In the meantime, on January 25, the case manager, saying she injured herself on January 21 moving office furniture, filed a workers’ compensation claim.
While the treating physician did not prescribe opioids, the case manager pointed out that a doctor prescribed them for her following a 2017 tubal ligation. She was to take one to two tablets every four hours for a few days as needed for pain post-surgery.
The manager also stated that, after injuring herself moving furniture, she took one of her father’s Vicodin’s on January 21, the night before the first drug test.
On Jan. 29, the second confirming drug test came back positive for opioids. The facility, in accordance with company police, terminated her.
The manager sued the facility for retaliating against her for exercising her rights under Missouri’s workers’ compensation law.

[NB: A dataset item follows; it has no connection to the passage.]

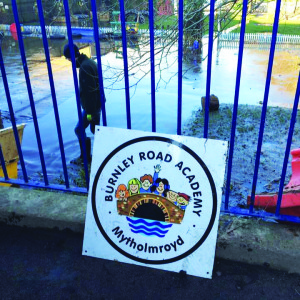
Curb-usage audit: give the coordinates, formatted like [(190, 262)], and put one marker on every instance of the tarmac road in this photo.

To establish workers’ compensation retaliation, the court explained, the manager had to show her decision to exercise her rights under the Workers' Compensation Law was the motivating factor in her discharge. To do so, she had to show that the exercise of her rights:
--> Actually played a role in the discharge; and
--> Had a determinative influence on the discharge or discrimination.
Was the manager’s termination reprisal for her workers’ compensation claim?
A. No. She failed to show the facility was motivated by anything other than her apparent drug use.
B. Yes. The timing of the discharge was highly suspicious, given that it occurred shortly after she filed her workers’ compensation claim.
If you picked A, you agreed with the court in Ashby v. Woodbridge of Missouri, Inc., No. SD37420 (Missouri Ct. App. 08/17/23), which found insufficient evidence that the workers’ compensation claim, rather than the drug policy violation, played any role in her termination.
The court pointed out that the case manager, while suspended for a presumptive positive drug test and shortly before she was terminated, filed an after-the-fact report of injury. The facility processed that report normally. “This happenstance does not create a genuine issue of material fact as to the motivation for [the manager’s] termination,” the court wrote.
The court rejected the manager’s explanation that she had a prescription for pain killers from a prior physician. The prescription, the court observed, was issued in 2017.
“Her prescription was prescribed to treat pain for a limited time after a tubal ligation surgery and had an ‘end’ date set nearly two years before her drug test,” the court wrote.
The court held that she failed to make out a retaliation claim.